Effort to Fund National Research Cloud for AI Advances - AI Trends
New ‘supercomputer’ to aid research for 90 firms - Shawn Pogatchnik, Irish Independent
I’m really interested in the accelerating drive to create data science/AI cloud type infrastructure, often supporting private sector users, outside of the usual academic research computing structures. The AI Trends article talks about a US bill supported by a bipartisan coalition of Representatives and Senators; Shawn Pogatchnik’s article is about a modest sized cluster procured by Ireland’s National Centre for Applied Data Analytics and Artificial Intelligence for member companies. The trend for these sorts of systems seem to be more cloudy and less HPCy, both in business model and architectures.
Scientific Computing World is running a survey on HPC for Science, with questions for both users and systems managers.
Getting machine learning to production - Vikki Boykis
The Ultimate Guide to Deploying Machine Learning Models - Luigi Patruno, ML In Production
More research computing users are not only using research computing systems to train models, but to serve predictions based on those (frequently updated) models. That puts interesting demands on our teams. Putting the models into production combines the challenges of making curated data sets available and of running services in production.

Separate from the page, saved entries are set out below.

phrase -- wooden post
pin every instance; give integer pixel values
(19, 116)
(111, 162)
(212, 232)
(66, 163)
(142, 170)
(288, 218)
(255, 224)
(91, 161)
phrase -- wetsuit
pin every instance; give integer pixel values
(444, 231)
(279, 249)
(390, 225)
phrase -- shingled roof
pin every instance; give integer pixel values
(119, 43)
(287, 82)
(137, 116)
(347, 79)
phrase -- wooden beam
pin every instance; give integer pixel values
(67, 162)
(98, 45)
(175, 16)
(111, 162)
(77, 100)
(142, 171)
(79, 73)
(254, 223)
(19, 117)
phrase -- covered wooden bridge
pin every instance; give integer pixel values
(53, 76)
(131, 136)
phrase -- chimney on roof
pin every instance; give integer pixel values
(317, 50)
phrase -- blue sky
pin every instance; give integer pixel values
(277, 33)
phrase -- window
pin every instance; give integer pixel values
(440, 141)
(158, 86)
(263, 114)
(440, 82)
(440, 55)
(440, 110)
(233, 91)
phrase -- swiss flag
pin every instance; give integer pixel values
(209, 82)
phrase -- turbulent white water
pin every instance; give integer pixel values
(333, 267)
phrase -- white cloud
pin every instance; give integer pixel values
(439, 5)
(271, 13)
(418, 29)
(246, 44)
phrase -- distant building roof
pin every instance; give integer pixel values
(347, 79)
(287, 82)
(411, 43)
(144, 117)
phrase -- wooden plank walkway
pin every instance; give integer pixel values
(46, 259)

Vikki Boykis, who has a great newsletter you should consider, described the start to finish of a simple, troll-y ML project which generates fake VC-written Medium think pieces. The machine learning part is just a tiny part of the whole process, and this relatively short read gives a good overview of what is involved. Luigi Patruno’s multi-blog-post writeup is more comprehensive, but digging into those details is a lot easier after seeing a small worked example like Boykis’.
MicroK8s, a lightweight but full kubernetes, is now natively available on MacOS and Windows for teams looking for developer or CI kubernetes setups or for those who want to learn Kubernetes beyond what minikube can do.

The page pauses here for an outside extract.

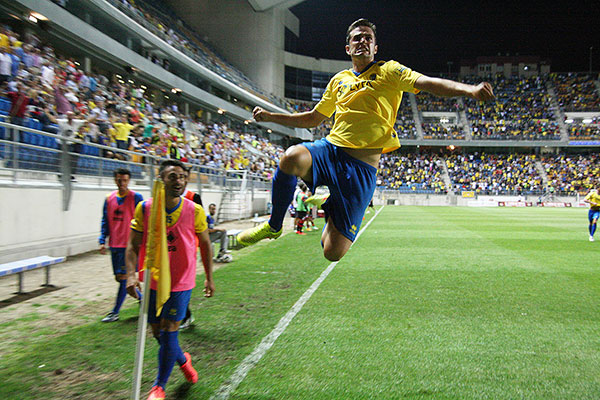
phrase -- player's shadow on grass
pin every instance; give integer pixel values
(182, 391)
(19, 298)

SC20 Early Career program - Applications Due 31 July 2020
The Early Career program provides a one-day series of special sessions for early-career researchers, educators, and technical professionals. This includes academic, industry, and laboratory staff and post-docs within the first five years of a permanent position. The Early Career program is available to participants by application only. The program aims to help participants secure a better understanding of the issues and challenges faced while navigating a successful research career. The program will include engaging interactive sessions aimed at helping participants develop their professional skills, as well as a strategic vision for their future.
Maybe of interest to some here - a Juypter kernel for sqlite.
This twitter thread has a lot of nice responses with templates for project strategy, planning, and roadmap documents.
Moving away from “master/slave” and “whitelist/blacklist” type terms in our projects is a good and useful thing to do. It’s really easy to rename git default branches -
git branch -m master <newname>” and
git push -u origin <newname> is all it takes. And given how many different ways projects use their default branch, the word master doesn’t even mean anything useful. For your project, is it the trunk? production? prerelease? Any of those are better and more informative names.
When I was doing fluid dynamics simulations full time, one of my favourite fun facts was that F1 racing limits the amount of aerodynamic simulations teams can do because too many simulations would be an unfair advantage. Those rules are about to get tighter.
Taichi is a language for fast interactive graphics embedded in Python. The examples are super cool.
A cursed C implementation of tic-tac-toe, with all logic and even input handling in the printf statement.